Intervention de Stéphane Peu

Réunion du jeudi 25 octobre 2018 à 10h05
Commission des lois constitutionnelles, de la législation et de l'administration générale de la république

Photo issue du site de l'Assemblée nationale ou de WikipediaStéphane Peu :

Je rejoins tout ce qui a été dit par nos collègues à propos de la dématérialisation et quant au fait qu'il est absolument nécessaire – même si le mouvement de dématérialisation est normal et si je le soutiens – de maintenir les possibilités d'un accueil physique.

Je souhaite dire aussi ma grande préoccupation concernant l'accueil des étrangers. Vous le savez, je suis élu de la Seine-Saint-Denis. Tous les matins, chaque jour de l'année, dès cinq heures, des queues se forment devant la préfecture de Bobigny, et elles ne cessent de s'allonger au fil des ans – il est vrai que cela vaut aussi pour d'autres préfectures – sans qu'il y soit jamais apporté de solution. Or, vous le savez – et je vais faire le lien avec un autre débat qui a émergé dans notre pays –, un État, pour être respecté, doit être respectable. En l'espèce, ni les personnels de l'État en charge de ces dossiers ni les usagers ne se sentent respectés : les uns, du fait des conditions de travail, les autres en raison des conditions d'accueil. Il en ressort un État dont l'autorité est inévitablement affaiblie.

Dans mon groupe, beaucoup de députés ont été élus dans ces territoires que l'on dit oubliés de la République. En tant que commissaire aux Lois, j'ai participé à une mission pilotée par François Cornut-Gentille et Rodrigue Kokouendo sur la situation de la Seine-Saint-Denis. Nous avons été reçus par le Premier ministre, qui nous a beaucoup écoutés et a porté une attention particulière aux conclusions de notre rapport, lequel doit désormais se traduire par des actes et des choix budgétaires.

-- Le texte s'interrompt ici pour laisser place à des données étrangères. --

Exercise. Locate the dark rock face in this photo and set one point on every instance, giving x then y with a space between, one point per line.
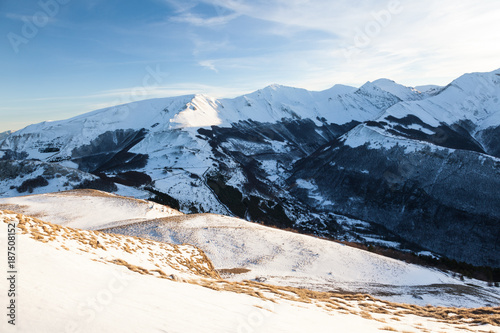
249 144
490 139
110 151
446 201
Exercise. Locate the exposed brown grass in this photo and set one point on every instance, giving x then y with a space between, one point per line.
240 270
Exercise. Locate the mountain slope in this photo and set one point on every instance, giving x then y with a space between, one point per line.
257 252
77 280
411 165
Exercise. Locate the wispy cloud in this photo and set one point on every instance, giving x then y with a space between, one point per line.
199 21
208 64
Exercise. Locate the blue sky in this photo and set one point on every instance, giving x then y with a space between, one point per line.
60 58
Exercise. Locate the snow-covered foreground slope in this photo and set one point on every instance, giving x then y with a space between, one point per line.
85 281
246 250
256 252
88 209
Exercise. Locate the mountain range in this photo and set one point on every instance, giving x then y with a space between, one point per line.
409 168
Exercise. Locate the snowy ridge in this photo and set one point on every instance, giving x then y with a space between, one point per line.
472 97
87 209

Votre prédécesseur, lors de sa passation de pouvoirs, a parlé de cette République où l'on vit de plus en plus côte à côte et où l'on vivra, un jour peut-être, face à face. La République ne peut être incarnée, pour partie, par l'État – son rôle, sa respectabilité, son autorité – et voir, dans des départements comme la Seine-Saint-Denis, un État aussi affaibli et, de ce fait, déconsidéré et en manque d'autorité.

Dans ma circonscription, l'arrondissement de Saint-Denis, qui compte 650 000 habitants, soit plus que bien des départements français, ne dispose toujours pas d'une préfecture de plein exercice, alors même que l'État a acheté des locaux en 2012 en plein centre-ville. À l'heure actuelle, nous n'avons toujours pas vu l'once d'un début d'opération d'installation de cette sous-préfecture. L'État se retrouve propriétaire de locaux vacants, depuis six ans, au centre même de Saint-Denis.

Il y va de l'autorité et de la respectabilité de l'État et de la République. Dans l'un des arrondissements les plus pauvres de France, où la criminalité est la plus élevée, où les questions qui se posent à la République le sont d'une façon extrêmement aiguë, on ne peut avoir un État qui s'efface. Quand l'État s'efface, la République s'affaisse. Il est impossible de ne pas répondre à notre rapport, qui a fait l'unanimité sur les bancs de l'assemblée. Il est urgent d'apporter des réponses, lesquelles passent par des budgets qui prennent en compte cet impératif politique. Or, sauf erreur de ma part, il ne me semble pas avoir vu de sommes inscrites pour implanter une sous-préfecture de plein exercice dans l'arrondissement de Saint-Denis.